Cosmos World Foundation Models Get Major Updates
NVIDIA has released significant updates to its Cosmos world foundation models (WFMs), one year after their initial introduction. The latest versions—Cosmos Transfer 2.5, Cosmos Predict 2.5, and Cosmos Reason 2—advance synthetic data generation and physical AI reasoning capabilities for robotics and autonomous vehicle development.
Cosmos Transfer 2.5: Photorealistic Simulation
Cosmos Transfer 2.5 enables faster, more scalable data augmentation from simulation and 3D spatial inputs. Using a ControlNet architecture, it generates high-fidelity photorealistic video sequences from structural inputs while preserving precise spatial alignment and scene composition.
Key features:
- Accepts diverse inputs: segmentation maps, depth maps, edge maps, human motion keypoints, LiDAR scans, trajectories, HD maps, and 3D bounding boxes
- Generates photorealistic videos with controlled layout, object placement, and motion dynamics
- Supports greater diversity across environments, lighting conditions, and scene variations
Cosmos Predict 2.5: Long-Horizon Scenario Generation
Cosmos Predict 2.5 enhances long-tail scenario generation for video sequences up to 30 seconds, delivering up to 10x higher accuracy when post-trained on proprietary or domain-specific data. The model now supports multiview outputs, custom camera layouts, and alternate policy outputs such as action simulation.
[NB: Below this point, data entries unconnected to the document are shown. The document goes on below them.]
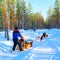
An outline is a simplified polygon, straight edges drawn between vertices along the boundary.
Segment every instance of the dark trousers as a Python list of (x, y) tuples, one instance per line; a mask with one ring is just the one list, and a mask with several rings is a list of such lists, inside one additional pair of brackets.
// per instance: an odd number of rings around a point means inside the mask
[(13, 39), (13, 42), (14, 42), (14, 45), (13, 45), (13, 48), (12, 48), (13, 51), (15, 51), (15, 48), (16, 48), (16, 45), (17, 45), (17, 44), (19, 45), (20, 51), (23, 50), (23, 49), (22, 49), (22, 46), (21, 46), (21, 44), (18, 42), (18, 40)]

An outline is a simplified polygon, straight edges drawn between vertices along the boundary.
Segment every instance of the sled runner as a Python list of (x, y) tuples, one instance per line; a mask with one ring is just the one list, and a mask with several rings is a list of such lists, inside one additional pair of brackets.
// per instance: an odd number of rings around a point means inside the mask
[[(24, 51), (32, 47), (32, 43), (33, 43), (32, 40), (24, 41), (23, 39), (20, 39), (18, 42), (21, 44)], [(19, 50), (19, 46), (16, 46), (16, 50)]]

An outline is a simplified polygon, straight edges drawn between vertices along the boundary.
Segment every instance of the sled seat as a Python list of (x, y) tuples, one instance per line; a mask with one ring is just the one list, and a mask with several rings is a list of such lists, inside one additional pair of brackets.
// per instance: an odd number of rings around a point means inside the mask
[[(19, 40), (19, 43), (21, 44), (23, 50), (26, 50), (26, 49), (32, 47), (33, 41), (32, 40), (27, 40), (27, 41)], [(18, 45), (16, 46), (16, 50), (19, 50)]]

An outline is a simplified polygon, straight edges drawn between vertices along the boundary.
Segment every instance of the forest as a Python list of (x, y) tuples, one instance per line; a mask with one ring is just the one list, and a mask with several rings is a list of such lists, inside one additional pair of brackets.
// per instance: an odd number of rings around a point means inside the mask
[(26, 7), (24, 0), (0, 0), (0, 29), (51, 29), (60, 28), (60, 0), (55, 0), (54, 6), (50, 6), (47, 18), (40, 12), (32, 12), (29, 2)]

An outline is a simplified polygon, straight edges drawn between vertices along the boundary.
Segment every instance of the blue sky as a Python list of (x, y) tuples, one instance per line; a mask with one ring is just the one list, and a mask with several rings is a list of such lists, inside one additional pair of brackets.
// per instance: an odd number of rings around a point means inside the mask
[(50, 6), (54, 6), (55, 0), (25, 0), (26, 4), (28, 2), (32, 5), (33, 12), (41, 12), (44, 18), (47, 17), (47, 11)]

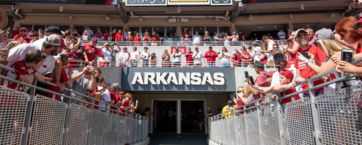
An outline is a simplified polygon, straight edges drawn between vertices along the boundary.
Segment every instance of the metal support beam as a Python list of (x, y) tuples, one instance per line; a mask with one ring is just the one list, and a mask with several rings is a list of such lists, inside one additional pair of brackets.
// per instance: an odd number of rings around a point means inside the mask
[(10, 16), (10, 17), (13, 18), (15, 20), (15, 21), (19, 21), (20, 20), (20, 18), (19, 17), (16, 16), (15, 14), (14, 13), (12, 12), (11, 11), (4, 11), (4, 12), (5, 12), (5, 13), (6, 13), (6, 14), (9, 15), (9, 16)]
[(243, 4), (241, 4), (241, 2), (239, 2), (239, 4), (238, 5), (237, 7), (236, 8), (236, 10), (235, 10), (235, 13), (234, 13), (234, 15), (232, 16), (232, 19), (231, 19), (231, 23), (235, 23), (235, 21), (236, 21), (236, 18), (240, 14), (240, 11), (241, 11), (241, 8), (243, 8)]
[(127, 23), (128, 22), (127, 20), (127, 18), (125, 16), (125, 14), (123, 13), (123, 10), (122, 10), (122, 8), (119, 5), (119, 3), (117, 3), (117, 5), (115, 5), (115, 9), (117, 9), (117, 11), (118, 11), (118, 14), (119, 14), (119, 16), (121, 16), (121, 17), (122, 18), (122, 20), (123, 20), (123, 22), (125, 24), (127, 24)]

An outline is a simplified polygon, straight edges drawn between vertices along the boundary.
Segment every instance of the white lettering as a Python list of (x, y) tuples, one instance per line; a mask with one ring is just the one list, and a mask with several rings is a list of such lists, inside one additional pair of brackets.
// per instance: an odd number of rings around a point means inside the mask
[(202, 77), (202, 82), (201, 82), (201, 85), (204, 85), (206, 83), (206, 81), (212, 85), (214, 85), (214, 82), (212, 82), (212, 79), (211, 78), (210, 72), (204, 72), (204, 76)]
[[(198, 85), (201, 84), (201, 74), (200, 72), (192, 72), (191, 73), (191, 84)], [(196, 80), (196, 81), (195, 81)]]
[(143, 84), (143, 80), (142, 79), (142, 75), (141, 74), (141, 72), (135, 72), (135, 76), (133, 77), (131, 84), (136, 84), (136, 80), (141, 84)]
[(178, 84), (182, 84), (182, 80), (185, 81), (185, 84), (190, 84), (190, 72), (186, 72), (186, 76), (183, 72), (177, 72), (178, 74)]
[(168, 74), (168, 72), (164, 72), (161, 75), (161, 72), (156, 72), (156, 83), (157, 84), (161, 84), (160, 82), (162, 82), (163, 84), (168, 84), (167, 82), (165, 80), (165, 76)]
[[(154, 72), (143, 72), (144, 74), (144, 83), (143, 84), (148, 84), (148, 80), (151, 82), (152, 84), (157, 84), (156, 82), (155, 82), (155, 73)], [(151, 76), (151, 78), (148, 78), (148, 76)]]
[[(220, 76), (219, 77), (218, 76)], [(221, 85), (224, 84), (225, 80), (224, 79), (224, 73), (222, 72), (215, 72), (214, 74), (214, 84), (215, 85)], [(218, 81), (220, 80), (220, 82)]]
[(174, 72), (169, 72), (168, 77), (167, 78), (167, 83), (170, 84), (170, 82), (172, 81), (175, 84), (178, 84), (177, 83), (177, 78), (176, 77), (176, 75)]

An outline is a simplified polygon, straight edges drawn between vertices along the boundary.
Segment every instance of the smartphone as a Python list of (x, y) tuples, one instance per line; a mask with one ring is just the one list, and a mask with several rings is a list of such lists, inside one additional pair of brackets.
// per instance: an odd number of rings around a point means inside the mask
[(308, 56), (308, 53), (300, 53), (301, 54), (307, 58), (311, 58), (311, 57)]
[(352, 64), (353, 60), (353, 50), (351, 49), (342, 49), (341, 60)]
[(54, 72), (46, 74), (44, 75), (44, 77), (48, 78), (54, 78)]
[(5, 29), (5, 30), (4, 30), (4, 33), (3, 33), (3, 34), (6, 33), (7, 33), (9, 32), (9, 31), (10, 31), (10, 28), (8, 28), (8, 29)]
[(253, 76), (249, 76), (249, 79), (250, 80), (250, 81), (251, 82), (252, 85), (255, 85), (255, 83), (254, 82), (254, 79), (253, 79)]

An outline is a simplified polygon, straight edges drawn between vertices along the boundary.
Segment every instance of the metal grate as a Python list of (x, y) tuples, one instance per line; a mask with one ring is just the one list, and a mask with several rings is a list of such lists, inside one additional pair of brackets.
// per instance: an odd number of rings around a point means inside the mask
[(125, 144), (125, 119), (126, 117), (121, 115), (118, 115), (118, 129), (117, 133), (117, 145)]
[(0, 144), (20, 145), (29, 95), (8, 88), (0, 88)]
[(87, 143), (89, 109), (72, 103), (67, 144), (83, 145)]
[(362, 144), (361, 85), (317, 96), (324, 144)]
[(89, 145), (103, 144), (103, 132), (106, 118), (105, 113), (93, 108), (89, 135)]
[(262, 136), (263, 143), (265, 145), (279, 145), (279, 132), (276, 106), (273, 106), (260, 111)]
[(47, 97), (35, 97), (29, 145), (61, 144), (67, 106)]
[(239, 145), (246, 145), (244, 117), (243, 114), (236, 116), (236, 122), (237, 124), (237, 138)]
[(258, 113), (256, 111), (245, 115), (248, 127), (248, 137), (249, 144), (258, 145), (259, 129), (258, 128)]
[(114, 145), (114, 133), (115, 133), (115, 123), (117, 121), (117, 115), (109, 112), (107, 113), (104, 144), (105, 145)]
[(309, 99), (281, 105), (286, 145), (314, 145)]

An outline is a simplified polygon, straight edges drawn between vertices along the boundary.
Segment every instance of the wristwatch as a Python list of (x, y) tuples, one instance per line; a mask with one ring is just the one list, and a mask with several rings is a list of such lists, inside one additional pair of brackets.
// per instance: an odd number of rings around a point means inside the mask
[(304, 62), (304, 63), (306, 65), (307, 63), (308, 63), (308, 62), (309, 62), (310, 61), (309, 61), (309, 60), (307, 59), (306, 61), (305, 61)]
[(33, 70), (34, 70), (34, 71), (33, 72), (31, 72), (31, 74), (34, 74), (35, 73), (35, 72), (37, 72), (37, 70), (35, 70), (35, 69), (34, 69), (34, 68), (32, 68), (32, 69), (33, 69)]

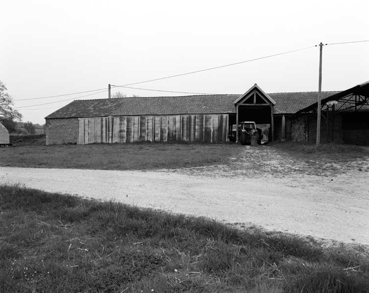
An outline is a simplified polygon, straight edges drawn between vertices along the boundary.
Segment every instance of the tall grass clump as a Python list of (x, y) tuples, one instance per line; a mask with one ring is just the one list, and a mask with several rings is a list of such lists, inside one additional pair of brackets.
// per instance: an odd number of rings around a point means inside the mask
[(0, 292), (367, 292), (364, 247), (0, 186)]

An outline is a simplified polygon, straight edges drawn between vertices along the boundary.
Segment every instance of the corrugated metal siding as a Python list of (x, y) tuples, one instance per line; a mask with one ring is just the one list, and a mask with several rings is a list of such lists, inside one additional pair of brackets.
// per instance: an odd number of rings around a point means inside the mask
[(228, 125), (228, 114), (78, 118), (77, 143), (226, 142)]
Cosmos Reason 2: Advanced Physical AI Reasoning
Cosmos Reason 2 introduces improved spatiotemporal understanding and advanced chain-of-thought reasoning for complex physical AI tasks. Notable improvements include:
- Object detection with 2D/3D point localization and bounding box coordinates
- Reasoning explanations and semantic labels
- Expanded long-context support up to 256K input tokens for more complex reasoning tasks
Integration with NVIDIA Omniverse
Developers can leverage NVIDIA Omniverse (built on OpenUSD) to create 3D scenes that simulate real-world environments. These simulations serve as ground truth inputs for Cosmos Transfer, which enhances photorealism while varying environment and lighting conditions. The NVIDIA Cosmos Cookbook provides step-by-step workflows and concrete examples for building and deploying these models.